Year-over-year shipments increased by nearly 14%. The outperformance stemmed from robust demand for its electric commercial vans and R1 product line, combined with the initial rollout of R2 deliveries — a significant development closely monitored by market participants.
In response to these results, Rivian upgraded its full-year 2026 delivery projection to a range of 65,000 to 70,000 vehicles. This represents an increase from the previous guidance of 62,000 to 67,000 — marking a 3,000-unit boost at the midpoint.
This achievement represents an unusual positive surprise for a manufacturer that has historically struggled to meet its publicly stated objectives.
Wall Street Remains Supportive
Baird confirmed its Outperform recommendation and maintained its $23.00 target price following the delivery announcement.

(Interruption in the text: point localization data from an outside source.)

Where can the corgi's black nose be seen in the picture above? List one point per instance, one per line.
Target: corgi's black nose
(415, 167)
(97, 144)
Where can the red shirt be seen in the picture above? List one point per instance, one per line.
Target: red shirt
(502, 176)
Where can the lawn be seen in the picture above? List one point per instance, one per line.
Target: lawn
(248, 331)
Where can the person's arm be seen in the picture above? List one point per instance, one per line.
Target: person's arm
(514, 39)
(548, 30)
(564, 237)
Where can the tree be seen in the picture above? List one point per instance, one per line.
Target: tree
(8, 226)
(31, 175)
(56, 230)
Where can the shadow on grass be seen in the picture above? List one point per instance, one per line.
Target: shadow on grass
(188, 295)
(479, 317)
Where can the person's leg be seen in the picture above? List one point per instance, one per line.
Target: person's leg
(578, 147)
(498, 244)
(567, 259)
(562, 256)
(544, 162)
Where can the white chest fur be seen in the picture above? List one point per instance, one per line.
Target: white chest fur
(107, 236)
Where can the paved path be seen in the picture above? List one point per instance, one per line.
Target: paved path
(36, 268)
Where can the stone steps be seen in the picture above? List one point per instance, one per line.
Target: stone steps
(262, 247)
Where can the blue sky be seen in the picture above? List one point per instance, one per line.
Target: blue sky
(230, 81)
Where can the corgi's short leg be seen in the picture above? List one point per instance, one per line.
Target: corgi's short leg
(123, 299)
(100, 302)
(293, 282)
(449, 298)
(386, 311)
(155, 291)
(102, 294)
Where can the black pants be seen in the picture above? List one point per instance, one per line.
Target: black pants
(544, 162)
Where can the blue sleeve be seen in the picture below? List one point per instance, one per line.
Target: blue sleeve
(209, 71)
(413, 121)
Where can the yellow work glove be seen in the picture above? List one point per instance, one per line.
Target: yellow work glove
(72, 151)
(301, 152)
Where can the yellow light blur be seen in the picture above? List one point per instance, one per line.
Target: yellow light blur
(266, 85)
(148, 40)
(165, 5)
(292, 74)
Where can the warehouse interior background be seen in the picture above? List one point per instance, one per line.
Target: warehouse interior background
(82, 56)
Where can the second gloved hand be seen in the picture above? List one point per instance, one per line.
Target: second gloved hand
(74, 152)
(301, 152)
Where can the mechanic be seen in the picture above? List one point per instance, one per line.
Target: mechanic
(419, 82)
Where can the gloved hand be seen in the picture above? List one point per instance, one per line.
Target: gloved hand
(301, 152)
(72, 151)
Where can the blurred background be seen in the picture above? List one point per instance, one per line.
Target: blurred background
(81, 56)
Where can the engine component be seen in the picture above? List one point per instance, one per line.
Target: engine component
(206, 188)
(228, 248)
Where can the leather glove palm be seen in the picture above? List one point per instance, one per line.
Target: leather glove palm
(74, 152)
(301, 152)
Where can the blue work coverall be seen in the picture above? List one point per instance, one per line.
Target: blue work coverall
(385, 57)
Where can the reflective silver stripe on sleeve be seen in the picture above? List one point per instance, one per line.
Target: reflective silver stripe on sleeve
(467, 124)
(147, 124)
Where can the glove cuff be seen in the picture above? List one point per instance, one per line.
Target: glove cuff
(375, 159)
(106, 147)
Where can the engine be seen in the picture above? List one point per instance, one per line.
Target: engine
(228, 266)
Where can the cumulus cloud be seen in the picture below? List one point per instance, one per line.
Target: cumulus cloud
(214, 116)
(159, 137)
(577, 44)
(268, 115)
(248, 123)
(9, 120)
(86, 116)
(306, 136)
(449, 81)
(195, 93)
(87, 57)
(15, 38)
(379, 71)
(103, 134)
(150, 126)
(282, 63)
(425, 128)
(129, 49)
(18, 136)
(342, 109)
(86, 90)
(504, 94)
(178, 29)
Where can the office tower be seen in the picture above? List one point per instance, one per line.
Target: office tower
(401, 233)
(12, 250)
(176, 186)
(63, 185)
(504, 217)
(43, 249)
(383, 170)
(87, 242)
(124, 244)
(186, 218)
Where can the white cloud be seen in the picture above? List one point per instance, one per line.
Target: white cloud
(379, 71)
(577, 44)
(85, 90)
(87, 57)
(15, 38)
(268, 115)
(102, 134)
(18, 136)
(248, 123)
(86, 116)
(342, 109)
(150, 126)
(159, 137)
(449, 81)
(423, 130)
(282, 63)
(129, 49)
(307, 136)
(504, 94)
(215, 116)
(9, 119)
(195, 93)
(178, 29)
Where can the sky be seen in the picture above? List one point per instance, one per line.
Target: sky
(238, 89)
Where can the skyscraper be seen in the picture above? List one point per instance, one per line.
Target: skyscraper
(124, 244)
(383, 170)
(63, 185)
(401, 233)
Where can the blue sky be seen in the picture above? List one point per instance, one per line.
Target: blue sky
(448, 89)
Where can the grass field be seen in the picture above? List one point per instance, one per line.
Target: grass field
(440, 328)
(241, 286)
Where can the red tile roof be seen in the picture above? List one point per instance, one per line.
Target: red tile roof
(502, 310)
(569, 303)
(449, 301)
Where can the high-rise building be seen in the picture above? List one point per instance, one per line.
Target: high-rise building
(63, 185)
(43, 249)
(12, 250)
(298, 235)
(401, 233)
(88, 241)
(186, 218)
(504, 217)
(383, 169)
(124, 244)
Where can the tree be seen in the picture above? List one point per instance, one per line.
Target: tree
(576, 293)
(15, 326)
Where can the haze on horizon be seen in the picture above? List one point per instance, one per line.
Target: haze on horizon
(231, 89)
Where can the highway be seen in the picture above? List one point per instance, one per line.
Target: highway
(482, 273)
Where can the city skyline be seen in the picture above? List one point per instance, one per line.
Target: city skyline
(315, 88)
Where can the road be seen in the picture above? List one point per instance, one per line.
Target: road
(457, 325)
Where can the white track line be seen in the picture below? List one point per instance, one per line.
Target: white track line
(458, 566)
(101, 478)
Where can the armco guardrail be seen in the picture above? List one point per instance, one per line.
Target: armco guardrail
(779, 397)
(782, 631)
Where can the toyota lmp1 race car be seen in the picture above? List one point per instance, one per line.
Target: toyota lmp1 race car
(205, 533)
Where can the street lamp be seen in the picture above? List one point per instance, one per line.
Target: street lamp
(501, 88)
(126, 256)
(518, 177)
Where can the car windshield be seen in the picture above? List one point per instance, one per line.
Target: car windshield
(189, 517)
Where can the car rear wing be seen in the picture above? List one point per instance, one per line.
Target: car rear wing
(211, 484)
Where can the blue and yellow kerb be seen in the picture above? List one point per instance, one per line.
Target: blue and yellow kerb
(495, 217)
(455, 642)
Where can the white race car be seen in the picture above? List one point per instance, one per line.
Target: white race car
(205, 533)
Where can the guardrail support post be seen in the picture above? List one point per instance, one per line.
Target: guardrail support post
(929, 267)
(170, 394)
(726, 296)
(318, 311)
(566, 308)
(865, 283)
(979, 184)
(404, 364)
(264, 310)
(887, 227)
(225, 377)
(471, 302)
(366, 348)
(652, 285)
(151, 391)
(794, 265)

With current trading levels between $18.63 and $19.76, this target suggests potential appreciation of approximately 23%.
Canaccord and Needham likewise reaffirmed their Buy recommendations, contributing to the constructive analyst sentiment surrounding the stock this week.
Baird’s projection had represented the most optimistic forecast among Wall Street firms, and Rivian’s actual delivery count landed marginally below it — though still exceeding broader analyst consensus. The investment firm revised its financial model to incorporate the Q2 data while keeping its rating intact.
Analysts noted one concern: Rivian’s gross profit margin remains at merely 1%, which continues to represent a significant challenge despite improving production volumes.
R2 Introduction Provides Growth Catalyst
The second quarter represented the beginning of R2 shipments. Although initial volumes remain modest, production acceleration is anticipated throughout the latter half of 2026.
The R2 represents a more compact, affordably-priced offering targeting a wider consumer demographic than the R1 trucks and SUVs. Rivian has characterized it as the vehicle that could enable mass-market penetration.
Commercial van shipments, associated with the EDV initiative, also bolstered quarterly performance. This business segment has demonstrated consistent results, despite receiving less market attention than consumer-facing products.
Visible Alpha analysts forecast Rivian will ship 63,138 vehicles for the complete year — modestly below the midpoint of updated company guidance, indicating some Wall Street observers maintain reservations about production acceleration.
Looking Ahead
Rivian is scheduled to announce complete Q2 2026 financial results on July 30, following market closure. A conference call audio webcast is planned for 5:00 p.m. ET to discuss operational performance and forward guidance.
RIVN has advanced 1.8% year-to-date but remains 12% beneath its 52-week peak of $22.45, established in December 2025.